On the occasion of her son’s graduation from high school, Sandra Boynton, the well-loved creator of books and cards featuring hippos, dinosaurs, and sheep, has written a celebratory book for “onwardly mobile” readers. Everyone on the planet will compare this title to Dr. Seuss’s Oh, the Places You’ll Go, and we will, too. Yes, they’re both delightful, silly picture books with vaguely unidentifiable critters as the emcees, rejoicing in the reader’s recent graduation or other success. Festive exclamation points abound, along with rhyming, and alternating cheering and questioning (“Now what will you do?”).

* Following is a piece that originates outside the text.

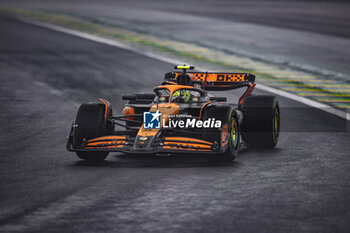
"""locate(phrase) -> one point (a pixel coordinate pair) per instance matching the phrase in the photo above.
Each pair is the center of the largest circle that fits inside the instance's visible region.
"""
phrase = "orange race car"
(181, 116)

But Sandra Boynton is Sandra Boynton, and Dr. Seuss is Dr. Seuss, and ne’er the twain shall meet. Boynton’s more contemporary text and illustrations feature a cow doing yoga (“OOM”) and a headphone-clad fellow listening to “great rock-and-roll,” among her other trademark characters flying away under balloons, partaking of chocolate, and scrambling up mountains. A box on the first page with “CONGRATULATIONS” across the top and “To” and “From” below make it perfectly clear that this is a book for giving. Behind all the goofy faces and simple rhymes is a very real, very sweet sentiment of pride and support that any loving friend or family member will be glad to share with that special successful person, young or old. Boynton’s style can be recognized a mile away in such classics as Dinos to Go, Hippos Go Berserk!, and Moo, Baa, La La La!. (All ages) –Emilie Coulter
From Publishers Weekly
Like Dr. Seuss’s Oh, the Places You’ll Go!, Boynton’s latest picture book seems geared more for the graduation gift market than the children’s bookshelf. She strikes up a chipper note from the start, offering introductory congratulations of an unspecified nature to the reader (“You did it!/ You’re done!/ You made it!/ You’re through!”) then asks, “Now what will you do?” A tongue-in-cheek dash, in rhyme, through the many options life holds follows (“Do you long for adventure?/ Do you love to read maps?/ Would you rather stay home/ with your chocolate,/ perhaps?”). If Boynton treads a well-worn path here, offering advice that is somewhat generic and bland (“Whatever you do,/ whether near or so far,/ I know you’ll be great./ You already are”), the artwork plays against the relentlessly upbeat tone and helps to hoist the book above greeting-card sentiment. Filled with her trademark bestiary of droll, quizzical characters, from a cow meditating in the lotus position (“oom”) to a frog with an outboard motor attached to his lily pad (“some like to go fast”), the amusing scenarios will prod laughter from young and old alike. All ages.